De entrada, los políticos llegaron a la conclusión corporativista de que tenían que estar bien pagados para atraer al servicio público a los mejores, con la mala suerte de que los mejores se quedaron donde estaban y que los sueldos y privilegios que la clase política se adjudicó a sí misma acabaron sirviendo de reclamo irresistible para una tropa variopinta de incompetentes y de espabilados...
Pero no nos rebajemos a hablar de dinero, como unos vulgares magnates, y centrémonos en otra de las respuestas posibles: lo que ha fallado son tal vez los mecanismos de control no ya sobre las fechorías lucrativas de los gobernantes, sino sobre sus delirios cotidianos, que también se las traen.

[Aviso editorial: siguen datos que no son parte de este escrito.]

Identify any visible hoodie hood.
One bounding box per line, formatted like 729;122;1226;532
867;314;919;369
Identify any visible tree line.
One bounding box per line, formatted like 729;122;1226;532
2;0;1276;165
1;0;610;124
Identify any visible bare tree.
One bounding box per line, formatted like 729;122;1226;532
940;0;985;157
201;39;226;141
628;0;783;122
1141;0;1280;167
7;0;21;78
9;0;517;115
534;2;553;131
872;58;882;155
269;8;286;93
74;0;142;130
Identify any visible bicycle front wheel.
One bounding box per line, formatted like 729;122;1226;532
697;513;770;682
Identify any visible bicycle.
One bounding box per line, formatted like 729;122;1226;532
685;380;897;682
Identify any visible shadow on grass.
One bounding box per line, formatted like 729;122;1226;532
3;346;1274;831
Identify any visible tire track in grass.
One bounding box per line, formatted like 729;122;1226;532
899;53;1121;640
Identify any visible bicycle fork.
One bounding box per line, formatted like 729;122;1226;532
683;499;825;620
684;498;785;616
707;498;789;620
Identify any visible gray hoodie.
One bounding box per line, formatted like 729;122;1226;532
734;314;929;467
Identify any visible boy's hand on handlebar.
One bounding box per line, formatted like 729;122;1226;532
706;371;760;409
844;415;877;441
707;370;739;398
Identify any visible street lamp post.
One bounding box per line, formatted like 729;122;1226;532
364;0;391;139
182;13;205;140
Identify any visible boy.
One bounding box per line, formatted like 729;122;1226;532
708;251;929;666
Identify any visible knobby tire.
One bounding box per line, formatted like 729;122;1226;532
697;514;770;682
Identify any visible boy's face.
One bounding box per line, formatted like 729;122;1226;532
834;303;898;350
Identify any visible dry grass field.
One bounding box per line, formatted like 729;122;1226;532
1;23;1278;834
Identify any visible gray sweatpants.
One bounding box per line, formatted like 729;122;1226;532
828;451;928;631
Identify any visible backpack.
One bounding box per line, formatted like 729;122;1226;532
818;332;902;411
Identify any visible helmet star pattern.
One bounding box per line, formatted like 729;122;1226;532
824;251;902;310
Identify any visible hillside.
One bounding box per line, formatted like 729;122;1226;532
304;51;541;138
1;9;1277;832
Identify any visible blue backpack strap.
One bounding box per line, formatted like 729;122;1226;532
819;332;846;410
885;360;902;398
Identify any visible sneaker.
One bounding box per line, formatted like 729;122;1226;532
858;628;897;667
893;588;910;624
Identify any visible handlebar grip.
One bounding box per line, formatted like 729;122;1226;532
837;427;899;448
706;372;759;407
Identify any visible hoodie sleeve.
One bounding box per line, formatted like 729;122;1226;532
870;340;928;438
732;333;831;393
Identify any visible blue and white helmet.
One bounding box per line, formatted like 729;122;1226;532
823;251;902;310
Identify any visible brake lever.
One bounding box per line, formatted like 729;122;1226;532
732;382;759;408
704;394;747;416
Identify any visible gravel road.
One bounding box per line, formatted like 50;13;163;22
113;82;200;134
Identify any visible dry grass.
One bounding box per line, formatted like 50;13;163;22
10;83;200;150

Un alcalde, pongamos por caso, decide una rotonda en cuyo centro luzca la escultura de bronce de un aguador con borriquillo o bien un chirimbolo conceptual que homenajee a la Constitución. Como ocurrencia es respetable, pero, en una democracia madura, se activaría el mecanismo de control sobre el delirio institucional, gestionado por un organismo ex profeso, que llamaría a capítulo al alcalde fantasioso y que, con el apoyo de un profesional de la psicología, le haría entender que ni la rotonda ni la escultura son elementos sociales de primera necesidad.
Y lo mismo si un regidor decide construir una Ciudad de la Justicia, una plaza de toros cubierta, un museo etnográfico, una piscina, un aeropuerto en medio de la nada o un monolito con la imagen de la patrona.
Eso es tal vez lo que necesitamos. Ese organismo. Con el inconveniente de que habría que crear otro para controlar ese organismo de control. Pero seamos positivos.